Bu görünürde dengesiz bir tablo. Fakat doğru stratejiyle Türkiye lehine çevrilebilir. Çünkü Türkiye:

* Kuşak-Yol Projesi’nin zorunlu geçiş güzergâhı

* Avrupa tedarik zincirinin alternatif üretim üssü

* NATO’nun Avrasya sigortası

* Körfez fonlarının yatırım kapısı

* Doğu Akdeniz enerji ve LNG koridorunun merkez aktörü

ABD, Çin’e bağımlılığı kırmak zorunda. Çin, Batı pazarlarına erişim için güvenilir lojistik hat arıyor. Körfez, enerji dışı çeşitlenme ve sanayi yatırımı peşinde. Üçünün kesiştiği yer: Türkiye.

Türkiye’nin Stratejik Kozu: Kritik Mineraller

Türkiye yalnızca köprü değil, kaynak ülkesi. Bugünün petrolü olan kritik minerallerin önemli kısmı Türkiye’de:

* Bor rezervlerinin yüzde 70’i

* Nadir toprak elementlerinde kayda değer potansiyel

* Grafit, nikel, magnezyum, lityum, manganez alanlarında yeni keşifler

* Yerli batarya üretim ekosisteminin kurulması

Asıl mesele madeni çıkarmak değil; kimyaya ve hücre üretimine dönüştürmek. Değer zincirine giren kazanacak.

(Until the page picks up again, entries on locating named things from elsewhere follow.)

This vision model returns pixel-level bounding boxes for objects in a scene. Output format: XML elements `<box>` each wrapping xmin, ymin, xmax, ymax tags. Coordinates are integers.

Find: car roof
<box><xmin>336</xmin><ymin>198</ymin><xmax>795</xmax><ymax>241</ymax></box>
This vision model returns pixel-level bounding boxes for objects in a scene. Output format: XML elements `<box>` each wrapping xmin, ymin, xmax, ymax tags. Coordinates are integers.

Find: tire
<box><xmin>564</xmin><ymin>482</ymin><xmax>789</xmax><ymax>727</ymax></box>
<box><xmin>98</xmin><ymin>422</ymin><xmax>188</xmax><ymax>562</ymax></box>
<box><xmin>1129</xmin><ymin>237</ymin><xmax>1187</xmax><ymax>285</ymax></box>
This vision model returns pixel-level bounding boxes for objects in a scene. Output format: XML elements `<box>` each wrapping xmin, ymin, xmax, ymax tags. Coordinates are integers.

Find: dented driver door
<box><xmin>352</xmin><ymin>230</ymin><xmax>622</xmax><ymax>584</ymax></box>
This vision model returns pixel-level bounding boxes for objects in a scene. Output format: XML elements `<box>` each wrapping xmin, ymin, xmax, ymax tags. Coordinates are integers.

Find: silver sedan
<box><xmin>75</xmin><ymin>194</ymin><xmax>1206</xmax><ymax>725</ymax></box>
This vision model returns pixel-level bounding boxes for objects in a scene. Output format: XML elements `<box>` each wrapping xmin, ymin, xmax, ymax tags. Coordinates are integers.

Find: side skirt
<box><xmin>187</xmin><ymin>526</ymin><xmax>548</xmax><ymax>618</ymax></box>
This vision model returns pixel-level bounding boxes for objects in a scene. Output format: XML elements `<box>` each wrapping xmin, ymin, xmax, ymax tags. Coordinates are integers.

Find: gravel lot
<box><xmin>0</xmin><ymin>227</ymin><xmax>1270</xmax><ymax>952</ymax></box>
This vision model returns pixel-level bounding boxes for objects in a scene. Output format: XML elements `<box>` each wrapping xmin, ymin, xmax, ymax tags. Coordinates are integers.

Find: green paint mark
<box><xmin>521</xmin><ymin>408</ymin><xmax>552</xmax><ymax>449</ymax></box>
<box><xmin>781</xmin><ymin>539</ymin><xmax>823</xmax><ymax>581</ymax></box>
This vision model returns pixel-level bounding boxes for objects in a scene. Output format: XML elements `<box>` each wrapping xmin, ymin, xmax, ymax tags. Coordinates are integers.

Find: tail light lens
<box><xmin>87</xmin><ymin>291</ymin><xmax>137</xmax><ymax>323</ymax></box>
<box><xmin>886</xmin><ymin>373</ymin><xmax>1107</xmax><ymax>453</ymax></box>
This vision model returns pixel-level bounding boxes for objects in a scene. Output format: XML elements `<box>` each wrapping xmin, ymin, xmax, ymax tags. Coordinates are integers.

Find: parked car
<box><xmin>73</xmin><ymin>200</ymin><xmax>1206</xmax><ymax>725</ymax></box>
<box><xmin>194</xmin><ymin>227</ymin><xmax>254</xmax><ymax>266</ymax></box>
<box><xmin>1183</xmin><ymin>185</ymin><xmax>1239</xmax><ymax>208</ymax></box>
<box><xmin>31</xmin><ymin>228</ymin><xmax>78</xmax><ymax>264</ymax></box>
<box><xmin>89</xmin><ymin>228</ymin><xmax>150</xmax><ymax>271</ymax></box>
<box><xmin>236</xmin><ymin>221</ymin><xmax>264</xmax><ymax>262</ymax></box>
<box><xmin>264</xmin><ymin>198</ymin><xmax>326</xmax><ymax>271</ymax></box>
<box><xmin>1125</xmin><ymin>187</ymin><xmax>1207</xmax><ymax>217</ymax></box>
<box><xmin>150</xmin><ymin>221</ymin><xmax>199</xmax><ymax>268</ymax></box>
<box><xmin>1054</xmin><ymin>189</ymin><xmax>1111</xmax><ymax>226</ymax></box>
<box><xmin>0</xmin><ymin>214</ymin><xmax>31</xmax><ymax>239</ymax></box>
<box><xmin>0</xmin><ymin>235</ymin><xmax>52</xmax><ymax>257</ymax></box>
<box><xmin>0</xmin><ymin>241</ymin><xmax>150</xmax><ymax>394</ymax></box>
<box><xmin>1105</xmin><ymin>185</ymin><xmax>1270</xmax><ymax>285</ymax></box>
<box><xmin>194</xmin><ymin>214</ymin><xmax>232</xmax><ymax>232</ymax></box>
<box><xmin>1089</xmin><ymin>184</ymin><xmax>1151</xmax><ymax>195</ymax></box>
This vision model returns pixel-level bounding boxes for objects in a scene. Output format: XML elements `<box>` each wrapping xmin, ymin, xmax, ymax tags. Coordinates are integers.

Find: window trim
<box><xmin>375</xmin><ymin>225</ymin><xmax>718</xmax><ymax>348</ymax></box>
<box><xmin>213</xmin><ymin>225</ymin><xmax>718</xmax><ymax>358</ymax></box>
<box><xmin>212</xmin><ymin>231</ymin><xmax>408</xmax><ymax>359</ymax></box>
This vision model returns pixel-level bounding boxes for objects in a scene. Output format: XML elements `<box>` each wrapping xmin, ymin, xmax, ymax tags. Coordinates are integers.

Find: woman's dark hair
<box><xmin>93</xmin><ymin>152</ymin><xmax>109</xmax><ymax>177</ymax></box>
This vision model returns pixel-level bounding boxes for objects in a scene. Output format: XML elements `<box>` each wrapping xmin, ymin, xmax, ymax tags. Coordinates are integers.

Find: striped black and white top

Türkiye bu alanda akılcı bir strateji izlerse, “bizden misin yoksa bize karşı mı?” baskısının dışında, herkesin ihtiyaç duyduğu güvenli ortak olabilir. Oyuna katılan değil, masayı kuran taraf.

Soğuk Barış, Kalıcı Rekabet

Trump ile Şi masada el sıkışabilir. Diplomasi yumuşayabilir. Ancak büyük tablo değişmeyecek. Bu artık geçici bir ticaret anlaşmazlığı değil. Tedarik zinciri egemenliği, teknolojik üstünlük ve kritik mineraller çağı.

Petrol 20. yüzyılı kazandırdı. Kritik mineraller 21. yüzyılı kazandıracak.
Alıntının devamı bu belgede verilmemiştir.